Mike McKirdy providing an update on the work of the Scottish Global Health Co-ordination Unit

After a period of open discussion, the formal part of the meeting closed and Malawian gin and tonics were served for a final networking opportunity.

Partners in the MalDent Project: (L to R) Niall Rogerson and myself (University of Glasgow); Mike McKirdy (RCPSG); Peter Mossey, Remus Chunda & Neil Merrylees (University of Dundee)

This had been an enjoyable, interesting and extremely valuable afternoon and evening.

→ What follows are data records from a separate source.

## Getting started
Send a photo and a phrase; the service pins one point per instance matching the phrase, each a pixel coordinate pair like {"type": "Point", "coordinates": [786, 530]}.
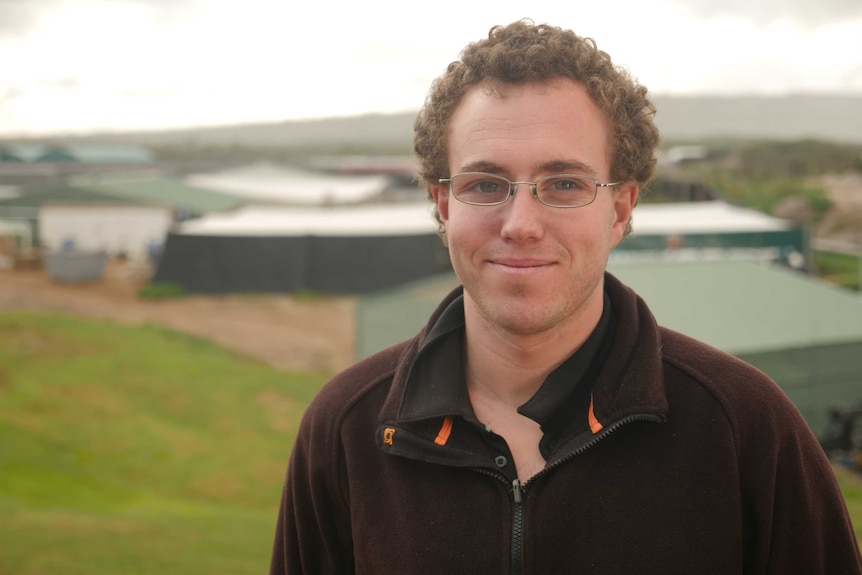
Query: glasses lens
{"type": "Point", "coordinates": [478, 188]}
{"type": "Point", "coordinates": [566, 190]}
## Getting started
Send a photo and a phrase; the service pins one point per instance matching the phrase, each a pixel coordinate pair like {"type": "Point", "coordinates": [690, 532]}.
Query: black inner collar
{"type": "Point", "coordinates": [436, 386]}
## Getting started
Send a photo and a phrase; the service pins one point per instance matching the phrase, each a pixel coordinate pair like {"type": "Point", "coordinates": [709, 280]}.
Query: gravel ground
{"type": "Point", "coordinates": [288, 333]}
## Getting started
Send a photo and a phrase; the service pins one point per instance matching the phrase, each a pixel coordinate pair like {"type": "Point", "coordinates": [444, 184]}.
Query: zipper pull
{"type": "Point", "coordinates": [516, 491]}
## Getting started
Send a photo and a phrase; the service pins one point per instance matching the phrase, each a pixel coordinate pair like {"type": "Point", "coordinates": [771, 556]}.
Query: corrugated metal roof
{"type": "Point", "coordinates": [81, 152]}
{"type": "Point", "coordinates": [168, 192]}
{"type": "Point", "coordinates": [62, 194]}
{"type": "Point", "coordinates": [738, 306]}
{"type": "Point", "coordinates": [745, 307]}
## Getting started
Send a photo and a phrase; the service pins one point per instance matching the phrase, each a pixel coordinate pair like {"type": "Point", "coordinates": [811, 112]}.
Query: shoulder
{"type": "Point", "coordinates": [752, 403]}
{"type": "Point", "coordinates": [370, 379]}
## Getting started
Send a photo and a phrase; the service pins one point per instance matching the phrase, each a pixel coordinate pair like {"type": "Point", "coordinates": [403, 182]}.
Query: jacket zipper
{"type": "Point", "coordinates": [519, 491]}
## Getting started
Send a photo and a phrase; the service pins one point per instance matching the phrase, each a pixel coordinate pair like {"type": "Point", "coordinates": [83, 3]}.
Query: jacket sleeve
{"type": "Point", "coordinates": [796, 517]}
{"type": "Point", "coordinates": [313, 530]}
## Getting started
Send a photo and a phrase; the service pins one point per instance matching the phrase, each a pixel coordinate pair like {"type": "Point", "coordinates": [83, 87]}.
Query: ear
{"type": "Point", "coordinates": [625, 199]}
{"type": "Point", "coordinates": [440, 194]}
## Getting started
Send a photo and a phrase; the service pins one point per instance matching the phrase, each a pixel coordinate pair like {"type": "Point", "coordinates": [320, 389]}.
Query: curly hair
{"type": "Point", "coordinates": [523, 52]}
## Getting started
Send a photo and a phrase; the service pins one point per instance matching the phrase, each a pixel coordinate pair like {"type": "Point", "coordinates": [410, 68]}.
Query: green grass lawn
{"type": "Point", "coordinates": [133, 450]}
{"type": "Point", "coordinates": [136, 450]}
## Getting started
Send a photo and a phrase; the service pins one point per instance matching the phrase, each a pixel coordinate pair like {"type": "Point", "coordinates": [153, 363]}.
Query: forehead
{"type": "Point", "coordinates": [523, 127]}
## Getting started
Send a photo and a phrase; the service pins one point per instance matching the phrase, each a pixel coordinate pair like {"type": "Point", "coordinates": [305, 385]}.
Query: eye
{"type": "Point", "coordinates": [568, 184]}
{"type": "Point", "coordinates": [488, 186]}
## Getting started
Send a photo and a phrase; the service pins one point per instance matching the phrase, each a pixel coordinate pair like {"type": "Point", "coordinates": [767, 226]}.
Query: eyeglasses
{"type": "Point", "coordinates": [557, 191]}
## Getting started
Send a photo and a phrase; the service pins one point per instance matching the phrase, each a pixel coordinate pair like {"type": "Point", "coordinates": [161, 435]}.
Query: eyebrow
{"type": "Point", "coordinates": [553, 167]}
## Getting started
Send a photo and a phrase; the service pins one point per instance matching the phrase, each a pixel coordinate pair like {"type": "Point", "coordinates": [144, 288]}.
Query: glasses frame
{"type": "Point", "coordinates": [534, 188]}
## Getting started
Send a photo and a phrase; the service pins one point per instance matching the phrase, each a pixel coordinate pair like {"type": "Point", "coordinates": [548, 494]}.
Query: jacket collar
{"type": "Point", "coordinates": [629, 382]}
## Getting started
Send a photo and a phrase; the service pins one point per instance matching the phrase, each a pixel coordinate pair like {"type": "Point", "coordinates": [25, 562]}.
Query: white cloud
{"type": "Point", "coordinates": [96, 64]}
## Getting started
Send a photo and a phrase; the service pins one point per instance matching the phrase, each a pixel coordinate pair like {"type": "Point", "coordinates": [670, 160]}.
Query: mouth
{"type": "Point", "coordinates": [521, 265]}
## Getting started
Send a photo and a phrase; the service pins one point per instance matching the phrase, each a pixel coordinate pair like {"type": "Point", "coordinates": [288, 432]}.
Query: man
{"type": "Point", "coordinates": [542, 422]}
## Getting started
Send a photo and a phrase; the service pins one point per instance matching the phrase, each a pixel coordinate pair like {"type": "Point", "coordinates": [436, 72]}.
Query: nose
{"type": "Point", "coordinates": [522, 215]}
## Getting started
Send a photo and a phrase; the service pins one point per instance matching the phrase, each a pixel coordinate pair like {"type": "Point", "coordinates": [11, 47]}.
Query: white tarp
{"type": "Point", "coordinates": [267, 182]}
{"type": "Point", "coordinates": [701, 218]}
{"type": "Point", "coordinates": [414, 218]}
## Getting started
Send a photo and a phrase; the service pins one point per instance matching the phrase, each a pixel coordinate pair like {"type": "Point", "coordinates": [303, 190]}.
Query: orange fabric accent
{"type": "Point", "coordinates": [595, 424]}
{"type": "Point", "coordinates": [445, 431]}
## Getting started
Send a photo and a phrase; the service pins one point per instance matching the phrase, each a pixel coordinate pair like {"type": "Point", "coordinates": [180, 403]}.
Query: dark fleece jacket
{"type": "Point", "coordinates": [682, 459]}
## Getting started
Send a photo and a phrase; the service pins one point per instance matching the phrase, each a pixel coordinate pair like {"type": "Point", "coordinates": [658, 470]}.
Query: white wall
{"type": "Point", "coordinates": [113, 229]}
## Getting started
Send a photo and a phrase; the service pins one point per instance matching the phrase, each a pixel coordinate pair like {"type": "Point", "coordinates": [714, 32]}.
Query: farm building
{"type": "Point", "coordinates": [710, 230]}
{"type": "Point", "coordinates": [330, 250]}
{"type": "Point", "coordinates": [272, 184]}
{"type": "Point", "coordinates": [127, 217]}
{"type": "Point", "coordinates": [805, 333]}
{"type": "Point", "coordinates": [368, 247]}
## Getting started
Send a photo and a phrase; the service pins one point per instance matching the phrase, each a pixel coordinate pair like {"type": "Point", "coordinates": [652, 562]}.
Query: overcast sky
{"type": "Point", "coordinates": [85, 65]}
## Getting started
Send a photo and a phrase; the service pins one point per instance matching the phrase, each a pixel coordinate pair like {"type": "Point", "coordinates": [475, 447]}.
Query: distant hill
{"type": "Point", "coordinates": [823, 117]}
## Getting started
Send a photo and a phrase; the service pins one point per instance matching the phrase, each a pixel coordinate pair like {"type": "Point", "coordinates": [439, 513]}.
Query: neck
{"type": "Point", "coordinates": [509, 368]}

Whilst improvements are always possible, I am very grateful for the coordination and connectivity of those of us who work in Scotland and are engaged in development projects in Malawi. The Scottish Government, Scotland-Malawi Partnership, Malawi-Scotland Partnership, Scottish Global Health Coordination Unit, health boards and educational establishments are developing a very strong inter-disciplinary network of colleagues, all of whom have the common aim of establishing community-led partnerships between the two nations. The MalDent Project benefits greatly from this supportive and collegiate environment.